An der Hochschule Coburg entstehen bis 2021 zwei neue Professuren für Künstliche Intelligenz (KI). Aus diesem Grund war am Donnerstag der Bayerische Staatsminister für Wissenschaft und Kunst, Bernd Sibler (CSU), zu Gast auf dem Campus der Hochschule. Neu hinzu kommen nun eine Professur für KI und "Data Stream Mining" sowie eine Professur für "Erklärbare und verantwortliche KI im Versicherungsbereich".

"Wir wollen technologische Entwicklungen nicht nur erleben, sondern auch gestalten", betonte Sibler. Er verwies auf die von der Bayerischen Regierung im zurückliegenden Jahr vorgestellte Hightech-Agenda. Diese umfasst Investitionen in Höhe von zwei Milliarden Euro. 600 Millionen davon entfallen auf den Bereich Künstliche Intelligenz, wie Sibler berichtete.

100 KI-Professuren werden bayernweit geschaffen: 50 davon an Knotenpunkten wie München, Erlangen oder Würzburg; weitere 50 Stellen an anderen Standorten im Freistaat.
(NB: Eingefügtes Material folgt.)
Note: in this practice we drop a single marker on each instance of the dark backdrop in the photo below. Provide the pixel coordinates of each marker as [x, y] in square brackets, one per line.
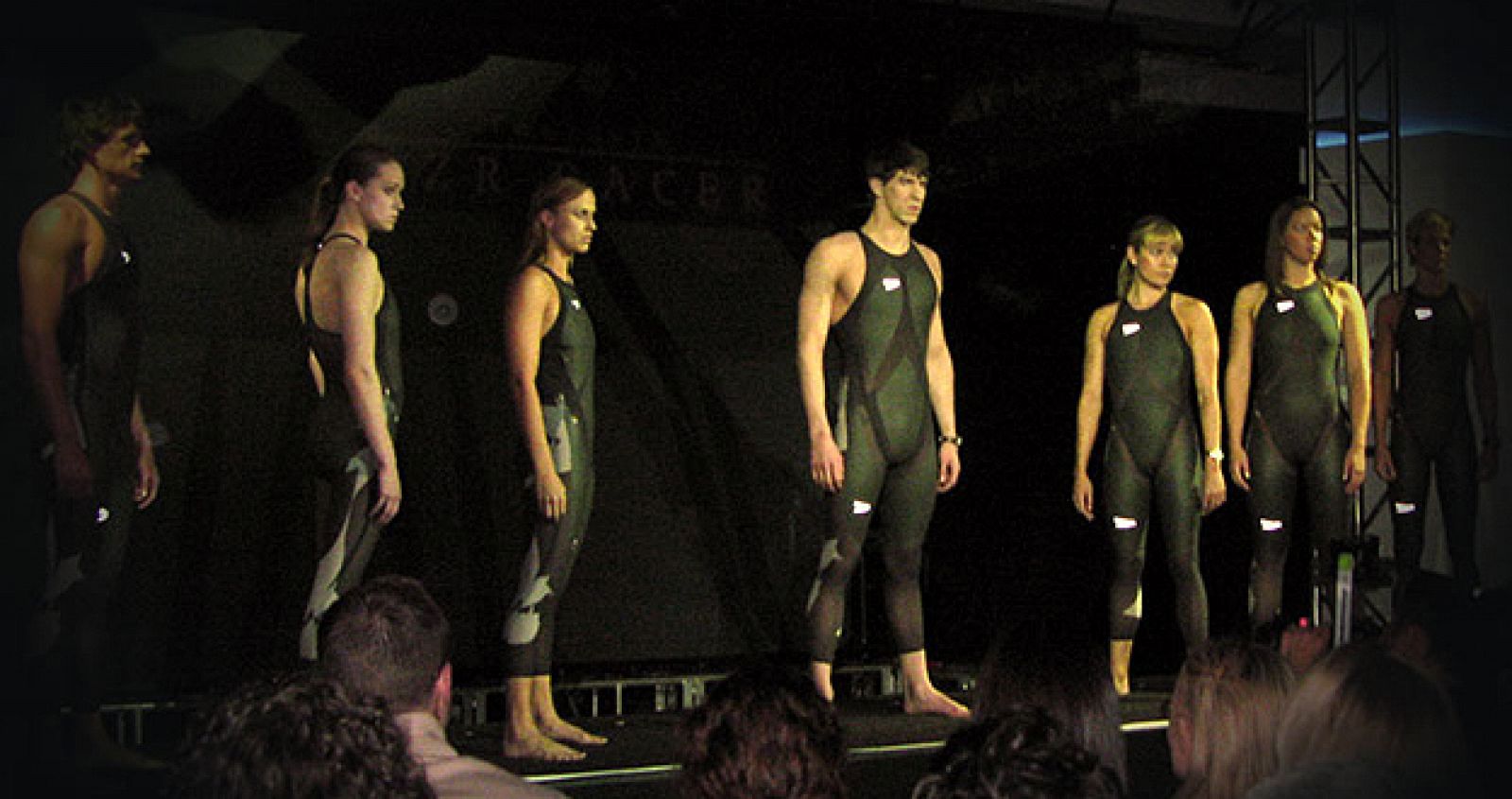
[722, 150]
Coburg zählt zu den Gewinnern, die den Zuschlag für die KI-Professuren erhielten. "Oberfranken ist sehr, sehr gut mit dabei", sagte Sibler. Neben Coburg haben auch die Universitäten Bamberg und Bayreuth Zuschläge erhalten.

Der Minister erklärte, dass man nicht nur die technologischen Aspekte berücksichtigen müsse. Auch gesellschaftliche und ethische Fragen spielten beispielsweise eine Rolle. "Jede Entwicklung braucht auch die gesellschaftliche Akzeptanz", sagte Sibler.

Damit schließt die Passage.